Unlike SC breakdown along the chromosome arms following the end of pachytene, the much later dissolution of the SC at the centromeres may be a temporally complex process in which at least one SC component remains at the centromeres. Consistent with previous observations, both Bisig et al. [10] and Qiao et al. [11] show that while SYCP1 becomes undetectable prior to Nuclear Envelope Breakdown, SYCP3 remains associated with the centromeres until at least anaphase I in males. Qiao et al. also suggest that in some cases the persistence of SYCP3 at the centromere may provide a “bridge between the two homologous kinetochores” at diakinesis/metaphase I. Studies in other organisms support the view that such SYCP3 bridges may play important roles in facilitating segregation of achiasmate sex chromosomes [14].

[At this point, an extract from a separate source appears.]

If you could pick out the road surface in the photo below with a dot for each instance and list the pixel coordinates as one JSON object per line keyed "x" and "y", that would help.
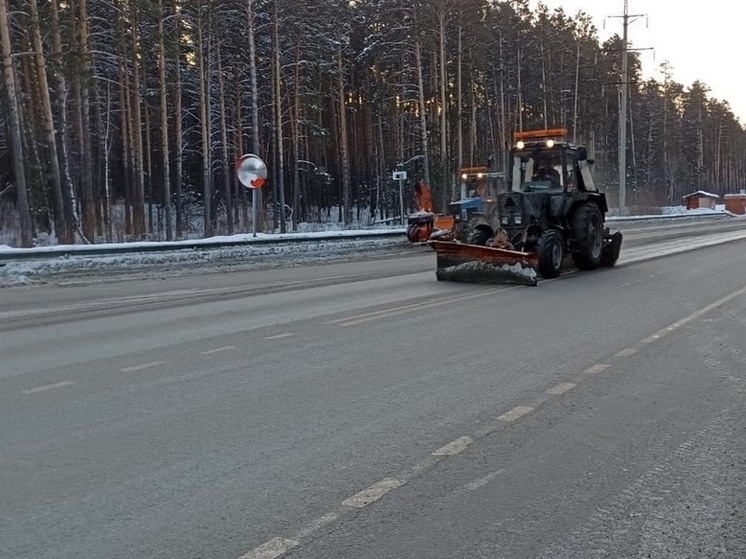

However, centromeres do not appear to function as synaptic initiation sites in mammals. Indeed, both Bisig et al. and Qiao et al. demonstrate that centromeres are the last to pair, doing so only at zygotene–pachytene transition. Qiao et al. also use Rnf212 (Zip3 homolog) knock-out mice to explore whether or not centromeres can be “forced” to become synaptic initiation sites. In yeast zip3 mutants, synapsis occurs predominantly at the centromeres [2]. In Rnf212 spermatocytes, however, synapsis does not initiate at centromeres even though SC-associated centromere pairing at diplotene in the mutants was similar to that observed in wild-type. These data show clearly that, unlike the situations in yeast, flies, and higher plants, centromeres in the mouse do not have the capacity to initiate synapsis—indeed, they are extremely delayed in terms of their ability to initiate synapsis.

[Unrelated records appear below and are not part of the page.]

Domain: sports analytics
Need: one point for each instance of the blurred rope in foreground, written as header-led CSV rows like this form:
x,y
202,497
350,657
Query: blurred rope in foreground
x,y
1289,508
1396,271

Finally, Qiao et al. demonstrate that remnants of SC also persist beyond pachytene at the sites of chiasma formation where they may regulate the necessary local remodeling of the homolog axes. In the absence of SYCP1, chiasma-like structures are still observed at diplotene (despite the inability of this genotype to generate normal crossovers), but these aberrant structures are more numerous and often exhibit fused axial elements as well as fusions of telomeric axes. The authors interpret these data to mean that prior to chiasma formation, the SYCP3-based axes are stabilized by the presence of the central region of the SC.

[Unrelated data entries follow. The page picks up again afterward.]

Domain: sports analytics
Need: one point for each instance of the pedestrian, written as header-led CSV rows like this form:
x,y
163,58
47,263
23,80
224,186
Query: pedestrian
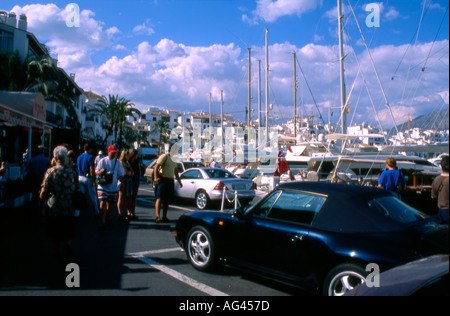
x,y
111,171
135,165
35,172
86,177
392,179
214,164
99,157
125,188
165,171
440,190
58,190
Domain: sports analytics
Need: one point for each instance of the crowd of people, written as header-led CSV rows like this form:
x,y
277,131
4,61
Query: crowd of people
x,y
59,184
111,181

The take-home messages from these stories are that the SC's functions don't end with the disappearance of the majority of the structure at the end pachytene, nor are they limited to synapsis and recombination. Such findings are a complement to the demonstration that in at least some organisms (although not in mammals) the centromeres act as sites of the synaptic initiation. Moreover, SC structure at the centromeres may be somewhat different from that of the so-called normal euchromatic SC, and at least some SC components (such as SYCP3) may have functions that persist even after dissolution of the complete SC. Thus the SC needs to be considered as a rather flexible and adaptable structure that functions far more widely (both temporally and mechanistically) than previously thought. Given their roles in synaptic initiation in some organisms, the same may be true of centromeres. It's a fascinating partnership.